Communicate these changes with all parties that could conceivably be involved in an unexpected outage. Plan a way to revert your changes if possible. In many cases (such as outdated snapshots or disused EBS volumes that haven’t been attached recently), an outage isn’t to be expected, but something may come up later. Communicating early in the game, as well as just prior to execution is a good way to get insight from people who may have historical knowledge of the resources in question.
If you’re using some sort of Infrastructure as Code to destroy resources, use great caution to review what resources are to be destroyed. Once you hit destroy, you may get a sudden adrenaline rush and think, “Did I just destroy the wrong thing?”. Once things start to disappear, and you’re sure you’ve confirmed all is well, you may just find yourself wanting to see the results to your monthly costs!
7. Monitoring
While making changes, it is important to keep a close eye on your infrastructure. Did something change after you deleted an EC2 instance? Best to know sooner rather than later!
Unfortunately, you won’t get immediate feedback on cost savings. You’ll want to check Cost Explorer the following day and set it to Hourly for review. Once the new metrics have been rolling in for a few days, you can start comparing your initial cost analysis with what AWS costs have actually changed.
Once the metrics for pricing have normalized, start setting up AWS Budgets that make sense for your organization. You can create a Budget for each service you use and set it to alert based on the estimated dollar amount. This will help keep costs from spiraling again unchecked.
Results!
Shown in Usage Quantity, below is a visualization of the result of our RDS backups, which we now only store as long as they are feasibly useful:
Not all results will be as dramatic, but when combined with quickly add up! Below is the output of our EBS Volume usage:
Another fine example of cost savings was cross region data transfer of backups for disaster recovery purposes. Identifying only the data that needs to be replicated for disaster recover, and limiting transfer is another excellent money saver:
Summary
Don’t panic! Get the right team of experts together to work on this project. Communicate often, with as many people as possible. Document everything, and keep that documentation up-to-date. When in doubt, make backups (as cheaply as works for your organization). Monitor your changes (Billing and Service-wise)!

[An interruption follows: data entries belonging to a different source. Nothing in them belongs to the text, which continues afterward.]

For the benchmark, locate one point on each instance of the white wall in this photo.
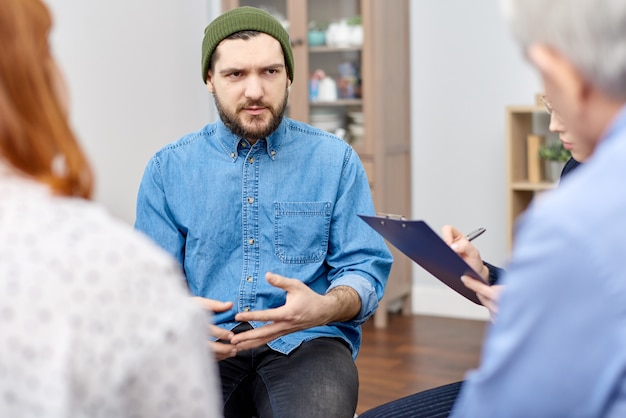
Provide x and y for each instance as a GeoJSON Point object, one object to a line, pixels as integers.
{"type": "Point", "coordinates": [465, 69]}
{"type": "Point", "coordinates": [133, 69]}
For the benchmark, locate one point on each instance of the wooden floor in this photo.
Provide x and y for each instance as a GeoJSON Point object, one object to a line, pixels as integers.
{"type": "Point", "coordinates": [415, 353]}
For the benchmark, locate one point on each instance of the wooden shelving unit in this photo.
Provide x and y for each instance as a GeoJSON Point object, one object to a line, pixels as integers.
{"type": "Point", "coordinates": [522, 121]}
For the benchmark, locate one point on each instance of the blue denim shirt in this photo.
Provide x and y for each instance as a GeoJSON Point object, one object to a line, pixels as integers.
{"type": "Point", "coordinates": [230, 213]}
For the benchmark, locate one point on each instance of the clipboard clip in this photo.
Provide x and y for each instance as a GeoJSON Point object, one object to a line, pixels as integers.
{"type": "Point", "coordinates": [391, 216]}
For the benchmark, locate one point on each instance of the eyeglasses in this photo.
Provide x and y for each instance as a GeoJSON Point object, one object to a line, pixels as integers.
{"type": "Point", "coordinates": [547, 105]}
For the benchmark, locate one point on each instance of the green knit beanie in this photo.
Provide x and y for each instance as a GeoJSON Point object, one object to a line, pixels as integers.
{"type": "Point", "coordinates": [240, 19]}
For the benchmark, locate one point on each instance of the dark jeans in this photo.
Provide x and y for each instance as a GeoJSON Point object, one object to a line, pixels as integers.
{"type": "Point", "coordinates": [432, 403]}
{"type": "Point", "coordinates": [319, 379]}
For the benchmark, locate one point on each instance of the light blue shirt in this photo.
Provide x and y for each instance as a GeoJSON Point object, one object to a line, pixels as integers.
{"type": "Point", "coordinates": [229, 213]}
{"type": "Point", "coordinates": [558, 346]}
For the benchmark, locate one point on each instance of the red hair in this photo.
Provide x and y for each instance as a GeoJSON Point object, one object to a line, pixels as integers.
{"type": "Point", "coordinates": [35, 136]}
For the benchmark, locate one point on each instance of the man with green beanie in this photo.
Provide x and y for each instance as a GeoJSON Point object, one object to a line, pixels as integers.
{"type": "Point", "coordinates": [261, 212]}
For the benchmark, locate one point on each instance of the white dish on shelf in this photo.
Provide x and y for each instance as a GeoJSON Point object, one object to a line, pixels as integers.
{"type": "Point", "coordinates": [357, 117]}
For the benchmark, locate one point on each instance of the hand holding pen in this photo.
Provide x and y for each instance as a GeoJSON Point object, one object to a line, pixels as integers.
{"type": "Point", "coordinates": [461, 244]}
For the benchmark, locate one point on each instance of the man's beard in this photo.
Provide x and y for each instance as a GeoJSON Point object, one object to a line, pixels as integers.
{"type": "Point", "coordinates": [233, 121]}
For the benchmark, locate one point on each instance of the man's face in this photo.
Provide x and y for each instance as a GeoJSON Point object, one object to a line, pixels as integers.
{"type": "Point", "coordinates": [249, 83]}
{"type": "Point", "coordinates": [563, 86]}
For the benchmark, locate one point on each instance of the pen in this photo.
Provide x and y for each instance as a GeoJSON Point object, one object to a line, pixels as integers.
{"type": "Point", "coordinates": [475, 234]}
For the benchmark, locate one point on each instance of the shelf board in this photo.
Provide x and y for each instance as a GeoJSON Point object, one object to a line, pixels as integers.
{"type": "Point", "coordinates": [326, 49]}
{"type": "Point", "coordinates": [526, 186]}
{"type": "Point", "coordinates": [339, 102]}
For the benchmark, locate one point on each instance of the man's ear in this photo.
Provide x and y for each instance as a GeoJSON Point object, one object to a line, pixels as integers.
{"type": "Point", "coordinates": [562, 81]}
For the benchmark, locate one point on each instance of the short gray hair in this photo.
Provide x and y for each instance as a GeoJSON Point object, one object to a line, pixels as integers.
{"type": "Point", "coordinates": [590, 33]}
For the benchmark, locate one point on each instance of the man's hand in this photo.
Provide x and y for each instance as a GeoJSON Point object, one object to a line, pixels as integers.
{"type": "Point", "coordinates": [223, 348]}
{"type": "Point", "coordinates": [303, 309]}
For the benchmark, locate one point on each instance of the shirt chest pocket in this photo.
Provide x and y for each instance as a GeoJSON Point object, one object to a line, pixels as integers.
{"type": "Point", "coordinates": [301, 231]}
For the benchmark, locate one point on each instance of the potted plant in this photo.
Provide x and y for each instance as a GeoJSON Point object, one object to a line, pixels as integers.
{"type": "Point", "coordinates": [555, 156]}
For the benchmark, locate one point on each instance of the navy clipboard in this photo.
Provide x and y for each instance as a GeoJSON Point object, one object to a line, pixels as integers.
{"type": "Point", "coordinates": [420, 243]}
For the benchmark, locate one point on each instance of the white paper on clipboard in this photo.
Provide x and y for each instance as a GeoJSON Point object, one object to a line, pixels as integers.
{"type": "Point", "coordinates": [416, 240]}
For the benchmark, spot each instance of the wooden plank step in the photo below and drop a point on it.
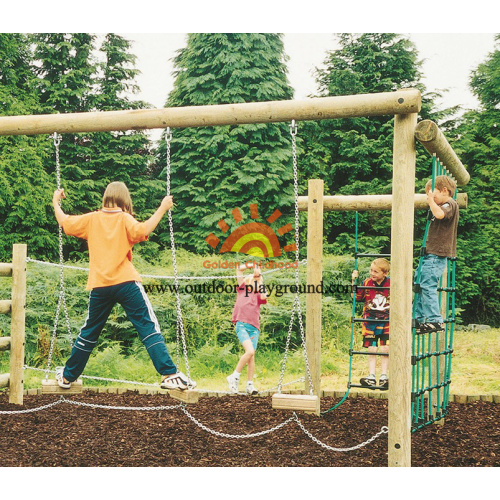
(300, 402)
(189, 396)
(50, 387)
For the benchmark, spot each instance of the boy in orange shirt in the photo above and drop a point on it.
(111, 233)
(375, 293)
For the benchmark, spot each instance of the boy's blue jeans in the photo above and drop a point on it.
(427, 308)
(132, 297)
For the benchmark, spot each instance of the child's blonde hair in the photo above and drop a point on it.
(442, 182)
(117, 195)
(383, 264)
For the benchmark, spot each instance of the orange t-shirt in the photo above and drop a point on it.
(110, 234)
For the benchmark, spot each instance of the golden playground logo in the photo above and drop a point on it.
(253, 238)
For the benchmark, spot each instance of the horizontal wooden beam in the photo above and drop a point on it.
(5, 306)
(321, 108)
(5, 269)
(371, 202)
(434, 141)
(4, 343)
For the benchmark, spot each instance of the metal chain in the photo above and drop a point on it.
(383, 430)
(62, 293)
(235, 436)
(132, 408)
(296, 302)
(180, 322)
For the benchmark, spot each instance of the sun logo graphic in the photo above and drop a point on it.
(253, 238)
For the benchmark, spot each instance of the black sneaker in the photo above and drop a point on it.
(383, 383)
(61, 381)
(369, 381)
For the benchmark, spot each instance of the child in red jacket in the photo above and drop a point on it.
(376, 299)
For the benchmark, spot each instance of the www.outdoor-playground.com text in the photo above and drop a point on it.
(217, 288)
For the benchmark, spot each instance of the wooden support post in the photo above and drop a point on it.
(403, 186)
(5, 269)
(5, 306)
(314, 279)
(18, 312)
(434, 141)
(4, 343)
(4, 380)
(322, 108)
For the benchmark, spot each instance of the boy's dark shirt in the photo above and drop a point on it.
(442, 236)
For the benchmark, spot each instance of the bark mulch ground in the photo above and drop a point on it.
(66, 435)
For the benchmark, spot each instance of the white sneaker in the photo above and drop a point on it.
(177, 381)
(61, 381)
(233, 383)
(251, 389)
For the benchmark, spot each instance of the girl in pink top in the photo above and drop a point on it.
(251, 295)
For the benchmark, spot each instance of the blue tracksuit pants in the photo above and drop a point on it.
(132, 297)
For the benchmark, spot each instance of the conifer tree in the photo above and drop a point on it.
(77, 75)
(217, 169)
(354, 156)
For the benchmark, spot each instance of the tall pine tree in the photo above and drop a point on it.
(217, 169)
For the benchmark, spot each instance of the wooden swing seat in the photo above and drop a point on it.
(50, 386)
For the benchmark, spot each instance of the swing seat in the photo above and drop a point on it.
(189, 396)
(299, 402)
(50, 386)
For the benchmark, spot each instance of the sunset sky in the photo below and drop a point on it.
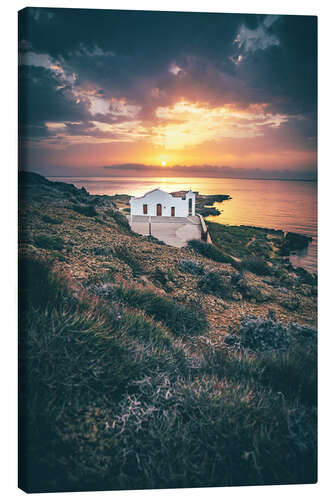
(129, 93)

Most savings will come in the form of old resources that are no longer in use. The key is to know (or learn) what is in use, and what can be disposed of. Once you and your team have a full understanding of your infrastructure, destroying unused resources comes easily.
Legal Disclaimer: The contents of this post as well as the opinions expressed herein do not contain business advice. The business information provided is for general informational and educational purposes only and is not a substitute for professional advice. Accordingly, before taking any actions based upon such information, we encourage you to consult with the appropriate professionals. THE USE OR RELIANCE OF ANY INFORMATION CONTAINED IN THIS POST IS SOLELY AT YOUR OWN RISK.